It must be at least six or seven years since you last purchased a copyright.  

I say if it buys peace of mind, it's worth it.


----------



## Jack of all trades (Jun 14, 2018)

Pelwrath said:


> Thank you all for your replies. I'm less worried about agents now but My first experience with beta's(non-good friend/family) is still in my mind. Let two beta my story and haven't heard boo in over a year. That's where the story being stolen came from.



Yeah. I had a couple bad beta reader experiences. But... ya gotta keep tryin', or else you might as well quit writing. 

Once you find a good beta reader, or two, keep them happy to keep reading and giving feedback. They're golden.


----------



## Jack of all trades (Jun 14, 2018)

The thing about a US copyright is you can't take someone to court over intellectual property theft without an official copyright. You can apply for one when (if) you actually need it, but you might have to pay extra to have the copyright process (which can take up to six months) rushed. The info on whether the court case can be heard before the process is complete is confusing. Some say yes, while others say no. All agree, however, that the copyright filing must be done before the court case filing.


----------



## Pelwrath (Jun 14, 2018)

Again, thankyou all. I’m on the paranoid side when all I should be is just cautious.


----------



## Jack of all trades (Jun 14, 2018)

Just to complete the copyright info for anyone interested, a few more points.

A copyright in the US a couple years ago cost $35 for a one author and one manuscript work, and $55 for joint writing and possibly a series (but I could be wrong about the series). If you pay with a credit card, there's a small fee, because the credit card transaction is handled by an external company, and not the US Copyright office. 
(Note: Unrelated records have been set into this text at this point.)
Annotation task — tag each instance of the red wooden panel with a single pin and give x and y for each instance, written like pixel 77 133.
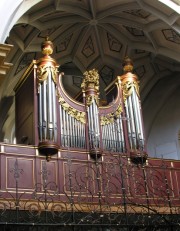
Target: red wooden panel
pixel 19 171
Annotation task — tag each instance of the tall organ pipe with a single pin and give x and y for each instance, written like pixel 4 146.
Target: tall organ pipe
pixel 46 75
pixel 133 113
pixel 90 87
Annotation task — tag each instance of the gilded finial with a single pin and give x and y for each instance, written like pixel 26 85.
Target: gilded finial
pixel 127 65
pixel 47 47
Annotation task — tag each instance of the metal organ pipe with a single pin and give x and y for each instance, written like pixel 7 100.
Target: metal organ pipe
pixel 47 116
pixel 133 112
pixel 90 87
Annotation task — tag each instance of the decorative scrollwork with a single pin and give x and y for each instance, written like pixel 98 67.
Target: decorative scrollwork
pixel 44 71
pixel 109 118
pixel 91 98
pixel 91 80
pixel 127 88
pixel 78 115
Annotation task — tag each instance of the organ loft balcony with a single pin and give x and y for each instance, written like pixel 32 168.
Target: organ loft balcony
pixel 79 164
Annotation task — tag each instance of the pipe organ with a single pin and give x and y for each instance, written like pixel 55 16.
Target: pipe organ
pixel 64 123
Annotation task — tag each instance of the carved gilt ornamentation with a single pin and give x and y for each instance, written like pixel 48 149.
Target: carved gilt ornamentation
pixel 127 88
pixel 111 117
pixel 91 80
pixel 78 115
pixel 44 71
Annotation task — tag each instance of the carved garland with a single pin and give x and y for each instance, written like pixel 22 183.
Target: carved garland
pixel 43 71
pixel 127 88
pixel 78 115
pixel 111 117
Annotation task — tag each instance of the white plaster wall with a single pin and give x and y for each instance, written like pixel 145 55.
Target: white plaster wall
pixel 10 12
pixel 162 119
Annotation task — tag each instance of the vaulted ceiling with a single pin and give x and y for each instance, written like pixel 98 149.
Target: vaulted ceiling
pixel 99 34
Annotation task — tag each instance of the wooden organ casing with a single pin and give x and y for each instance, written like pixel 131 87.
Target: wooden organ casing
pixel 61 122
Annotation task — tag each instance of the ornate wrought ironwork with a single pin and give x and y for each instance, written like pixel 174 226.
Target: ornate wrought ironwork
pixel 113 194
There's no need to print and mail the manuscript any more. In fact, that will cause a delay, if I recall correctly, in obtaining the copyright. It's electronic file transmission, these days, that's preferred.


----------



## Bayview (Jun 14, 2018)

Just for clarification - in any country that's a signatory to the Berne Convention (which most countries are) copyright exists as soon as the work is written down. The US has a bit of a weird system which acknowledges that authors have copyright without registration but nevertheless requires registration before the courts will do much to actually enforce the copyright.

In other countries, there's no need for registration.

But in just about every country, if you want the court to enforce your copyright you're going to need tens of thousands of dollars for legal fees, and the person/entity you're suing may or may not be financially viable enough to actually pay your court costs even if you win. For most of authors, registering copyright is a step in a direction it makes no financial sense to travel...


----------



## Jack of all trades (Jun 14, 2018)

Don't most publishers file for copyrights?


----------



## Bayview (Jun 14, 2018)

Jack of all trades said:


> Don't most publishers file for copyrights?



Register copyright on the author's behalf, you mean?

Yeah, I think most do. And at least some of them have deep enough pockets to follow through if there's need for court involvement. I was talking more about self-published stuff.


----------



## Jack of all trades (Jun 14, 2018)

Bayview said:


> Register copyright on the author's behalf, you mean?
> 
> Yeah, I think most do. And at least some of them have deep enough pockets to follow through if there's need for court involvement. I was talking more about self-published stuff.



Is it really on the author's behalf? Or the publishing company's?

If there is a dispute over something really big, there would be lawyers willing to take the case for a share of the award. They take the risk. It happened just recently with Star Trek and the Axanar lawsuit.


----------



## Bayview (Jun 14, 2018)

Jack of all trades said:


> Is it really on the author's behalf? Or the publishing company's?
> 
> If there is a dispute over something really big, there would be lawyers willing to take the case for a share of the award. They take the risk. It happened just recently with Star Trek and the Axanar lawsuit.



The publishing company doesn't hold copyright, not unless the company is VERY unethical and the author VERY gullible (or if the writing was work-for-hire). So there's no way for a publishing company to register copyright except for on behalf of the author.

And, yes, if there's enough money involved lawyers may work on a contingency basis, but also if there's enough money involved the author wouldn't NEED the lawyers to work on a contingency basis. But even if there's a lot of money involved, the defendant(s) may be judgment-proof, either due to being in a different jurisdiction where court orders won't be enforced or due to having insufficient assets. And if a law firm that was thinking about working on a contingency discovers that the defendant is judgment-proof, they'll likely stop working.

For the vast majority of authors, the cost of a copyright infringement lawsuit is prohibitive.


----------



## Ralph Rotten (Jun 16, 2018)

Bullets and adult diapers are cheaper than lawyers.


----------